09 May 2016 07:51:55 IST

How Foodworld sparked modern retail, 20 years ago

An outside view of a Food World outlet in Chennai, the capital of the southern Indian State of Tamil Nadu.

First store in Chennai, now a Spencer’s, to celebrate pioneering day

Don’t be surprised if nostalgic customers walk in and garland the store manager at Spencer’s at Chennai’s CP Ramaswamy Road on Monday. This store, once known as Foodworld, is celebrating 20 years and represents the country’s first stab at organised and modern retail, now projected to almost double to $1trillion by 2020. May 9 will henceforth be celebrated as Supermarket Founding Day in India, says Pradipta Mohapatra, then Managing Director of Spencer’s, an RPG group enterprise. (RPG and partner Dairy Farm of Hong Kong parted ways in 2005 and the chain was renamed Spencer’s. Foodworld is a Dairy Farm brand.)

Mohapatra recalls: “RPG was keen on retailing. We ruled out electronic goods; margins were low and there was evolved competition even then. Garments and fashion were out. The manufacturers/brand owners controlled the supply chain. There was a big gap in food/grocery, with the exception of Nilgiri’s, not yet a chain store. We knew value would come from aggregating large volumes and a stable supply chain.”

Also read: From ‘kiranas’ to hypermarkets

The ‘modern’ factors “A survey said consumers were not unhappy with kirana stores. A conjoint analysis, however, revealed the annoyances. New and imported products were not available. Customers suspected the shopkeeper was hoarding the freebies promised. Prices changed with demand and season. A huge revelation: younger customers wanted to choose, they resented the owner pushing the brand of his choice. This did the trick for us,” elaborates Mohapatra.

Typically then, kiranas carried 600 SKUs (stock keeping units), in 400 sqft stores.

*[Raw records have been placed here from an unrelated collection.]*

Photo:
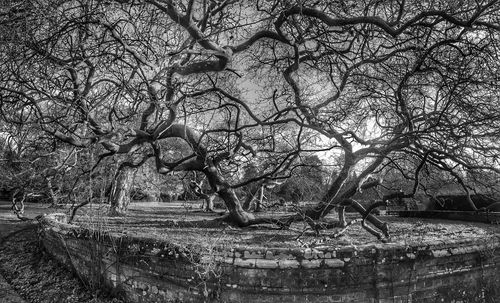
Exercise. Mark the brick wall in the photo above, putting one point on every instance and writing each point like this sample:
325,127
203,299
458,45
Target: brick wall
147,270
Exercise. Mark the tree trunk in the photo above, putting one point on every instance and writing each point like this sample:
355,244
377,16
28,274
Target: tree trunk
209,202
258,203
52,193
119,197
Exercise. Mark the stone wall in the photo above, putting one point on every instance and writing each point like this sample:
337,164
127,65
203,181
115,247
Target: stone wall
145,270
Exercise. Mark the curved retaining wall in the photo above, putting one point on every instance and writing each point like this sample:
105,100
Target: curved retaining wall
145,270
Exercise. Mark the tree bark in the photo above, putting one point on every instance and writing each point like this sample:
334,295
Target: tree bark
209,202
119,197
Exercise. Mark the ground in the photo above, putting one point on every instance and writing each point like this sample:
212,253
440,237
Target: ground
159,220
39,279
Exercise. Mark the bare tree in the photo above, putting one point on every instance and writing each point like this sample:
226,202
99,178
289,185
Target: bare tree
365,81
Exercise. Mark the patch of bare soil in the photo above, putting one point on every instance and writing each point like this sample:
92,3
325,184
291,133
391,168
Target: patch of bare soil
158,220
38,278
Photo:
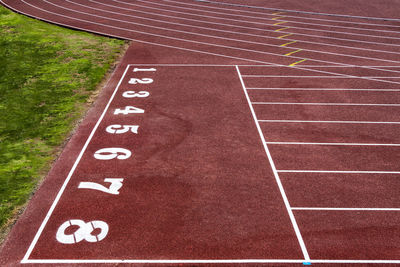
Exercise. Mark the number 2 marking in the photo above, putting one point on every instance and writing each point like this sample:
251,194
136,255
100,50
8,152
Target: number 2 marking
128,110
131,94
112,153
120,129
141,81
116,184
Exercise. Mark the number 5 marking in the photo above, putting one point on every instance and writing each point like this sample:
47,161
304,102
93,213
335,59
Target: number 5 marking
116,184
84,232
141,81
112,153
120,129
131,94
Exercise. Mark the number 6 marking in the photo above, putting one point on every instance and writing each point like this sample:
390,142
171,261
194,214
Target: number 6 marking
120,129
132,94
116,184
112,153
84,232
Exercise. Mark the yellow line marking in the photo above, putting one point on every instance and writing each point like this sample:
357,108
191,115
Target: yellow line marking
288,43
280,22
283,36
281,29
291,53
278,18
291,65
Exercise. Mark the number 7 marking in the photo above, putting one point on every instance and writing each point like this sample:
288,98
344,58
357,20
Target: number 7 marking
116,184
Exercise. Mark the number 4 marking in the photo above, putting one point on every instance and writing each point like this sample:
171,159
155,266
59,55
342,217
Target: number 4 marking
116,184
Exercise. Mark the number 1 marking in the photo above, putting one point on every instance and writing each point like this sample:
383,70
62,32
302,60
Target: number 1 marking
137,69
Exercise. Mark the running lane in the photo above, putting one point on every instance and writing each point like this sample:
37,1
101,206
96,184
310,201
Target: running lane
228,134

Foodworld decided its stores would be five times larger. “They would be self-service-style, for consumers to browse, hygienic and temperature-controlled. They’d offer great price stability. There would be automated billing. Stocks and front desk would be linked. All this constituted modern retail, though now it also means a large chain,” he adds.

Consumers wanted all this but didn’t want to pay even a rupee’s premium above the kirana . Foodworld then decided that every day at least 50 SKUs — items bought in bulk or frequently, rice, potatoes, detergent — would be far cheaper than any kirana , comparable to wholesale prices. “And with that, we were in business.”